8. Regarding dependent claim 5, Lantrip discloses that said creating of said centroid seeds 
comprises: classifying said second vector space model using said first document classes 
to produce a classified second vector space model (col. 2, lines 39-42, the vector space 
model is clustered); and determining a mean of vectors in each class in said classified 
second vector space model, wherein said mean comprises said centroid seeds (col. 2, 
lines 43-45, the centroid is the center of mass of the clusters). 
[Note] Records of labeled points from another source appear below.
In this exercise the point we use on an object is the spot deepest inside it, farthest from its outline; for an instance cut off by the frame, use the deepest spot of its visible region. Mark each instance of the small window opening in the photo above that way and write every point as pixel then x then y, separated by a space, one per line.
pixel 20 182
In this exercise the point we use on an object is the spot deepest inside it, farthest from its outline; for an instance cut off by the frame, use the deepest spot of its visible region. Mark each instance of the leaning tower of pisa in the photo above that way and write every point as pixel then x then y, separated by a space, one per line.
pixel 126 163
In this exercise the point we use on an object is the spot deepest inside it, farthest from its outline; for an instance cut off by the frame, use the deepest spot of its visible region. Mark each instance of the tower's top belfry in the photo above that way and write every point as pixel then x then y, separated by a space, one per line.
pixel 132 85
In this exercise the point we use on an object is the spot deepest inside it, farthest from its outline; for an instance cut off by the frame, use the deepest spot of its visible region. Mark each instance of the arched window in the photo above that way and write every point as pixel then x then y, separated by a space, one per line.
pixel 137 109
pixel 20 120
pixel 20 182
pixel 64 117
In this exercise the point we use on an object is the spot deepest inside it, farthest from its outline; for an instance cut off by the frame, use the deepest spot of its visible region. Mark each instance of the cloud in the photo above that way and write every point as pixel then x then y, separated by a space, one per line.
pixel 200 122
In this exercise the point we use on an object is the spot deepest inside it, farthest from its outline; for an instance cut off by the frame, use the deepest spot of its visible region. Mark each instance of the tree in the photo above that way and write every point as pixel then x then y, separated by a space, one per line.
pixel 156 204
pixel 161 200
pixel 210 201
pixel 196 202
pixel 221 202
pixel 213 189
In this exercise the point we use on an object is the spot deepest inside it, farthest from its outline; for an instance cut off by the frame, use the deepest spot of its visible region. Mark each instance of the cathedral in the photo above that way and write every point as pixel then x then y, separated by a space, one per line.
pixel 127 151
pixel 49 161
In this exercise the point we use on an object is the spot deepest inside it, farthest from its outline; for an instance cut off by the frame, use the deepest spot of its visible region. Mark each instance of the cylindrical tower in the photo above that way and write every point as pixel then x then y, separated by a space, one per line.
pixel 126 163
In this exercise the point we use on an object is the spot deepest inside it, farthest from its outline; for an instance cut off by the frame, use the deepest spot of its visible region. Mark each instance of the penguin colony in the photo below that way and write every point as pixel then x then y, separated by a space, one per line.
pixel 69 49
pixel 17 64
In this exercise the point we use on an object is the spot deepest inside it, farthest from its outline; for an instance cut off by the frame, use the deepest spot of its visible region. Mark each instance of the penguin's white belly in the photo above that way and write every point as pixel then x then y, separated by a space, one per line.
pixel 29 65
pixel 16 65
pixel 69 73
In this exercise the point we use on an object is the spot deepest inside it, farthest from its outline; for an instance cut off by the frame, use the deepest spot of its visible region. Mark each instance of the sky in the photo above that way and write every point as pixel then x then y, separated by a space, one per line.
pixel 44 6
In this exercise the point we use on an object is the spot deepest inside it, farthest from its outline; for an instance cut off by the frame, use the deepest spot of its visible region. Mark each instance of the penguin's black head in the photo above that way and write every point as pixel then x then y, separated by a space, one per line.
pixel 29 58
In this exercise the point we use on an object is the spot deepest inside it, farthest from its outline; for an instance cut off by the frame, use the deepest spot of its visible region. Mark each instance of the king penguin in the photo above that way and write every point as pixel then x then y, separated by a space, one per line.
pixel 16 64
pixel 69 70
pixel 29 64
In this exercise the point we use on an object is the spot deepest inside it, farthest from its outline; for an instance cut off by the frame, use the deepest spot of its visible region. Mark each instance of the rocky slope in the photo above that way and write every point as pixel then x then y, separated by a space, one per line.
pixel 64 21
9. Regarding dependent claim 6, Lantrip and Ruocco fail to disclose a method further 
comprising forming a second dictionary of most common words in said second dataset; 
generating a third vector space model by counting, for each word in said second 
dictionary, a number of said second documents in which said word occurs; and clustering 
said documents in said second dataset based on said third vector space model to produce 
a second dataset cluster. However, this constitutes simply extending and repeating claim 
3 to a third dataset, and it was notoriously well known in the art at the time of the 
invention that it is useful to repeat steps for multiple datasets to take advantage of their 
utility for subsequent data. It would have been obvious to one of ordinary skill in the art 
at the time of the invention to extend the steps of claim 3 to a subsequent dataset to gain 
the benefits of the analysis for that dataset.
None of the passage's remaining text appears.